Chosen and Beloved. His father loved him and he loved us enough to lay down his life for us.

John 10:17-18
" Therefore doth my Father love me, because I lay down my life, that I might take it again. No man taketh it from me, but I lay it down of myself. I have power to lay it down, and I have power to take it again. This commandment have I received of my Father."

So simple, yet so very profound and which of us can lay his life down for another or accept the life laid down for us? Praise to the Christ who so loved us and whose sacrifice for us was accepted and enough!

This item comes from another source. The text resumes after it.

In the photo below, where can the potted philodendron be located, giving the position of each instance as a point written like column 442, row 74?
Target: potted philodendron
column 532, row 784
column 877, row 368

May 21st update: So here I am trying to read ahead on year 7 for our home-school etc. And between reading "The Scarlet Pimpernel, A Tale of Two Cities, A lecture on Liberty and it's price: Understanding the French Revolution by Prof. Donald Sutherland I have had some rather "bloody" days and weeks already. Has humanity really changed? and can the things that drive entire populations to such extreme measures of purging whatever gangrene ails them ever be eliminates? Or do we just exchange one brutality for another more subtle one? Those masaccared during the French Revolution are nowhere near those who perished at the hands of the Soviet regimes. Yet how many perish today while the worlds that can help look the other way? How many women yet have to be driven to despair for want while a rich politician lives in finery and excess? When does a human life become a means to be discarded to your end? The lessons of the French Revolution are complex and jarring; but fairness and humanity is simple-yet somehow we manage to turn enough into excess on the backs of those less fortunate, without a name or a heritage to propel them forward.

Your fellow human being could be you should you become the fellow human being. EMPATHY.
Update: June 5th...Okay, I got carried away in all the mayhem and I am now workig my way down the legend that was Napoleon Bonaparte.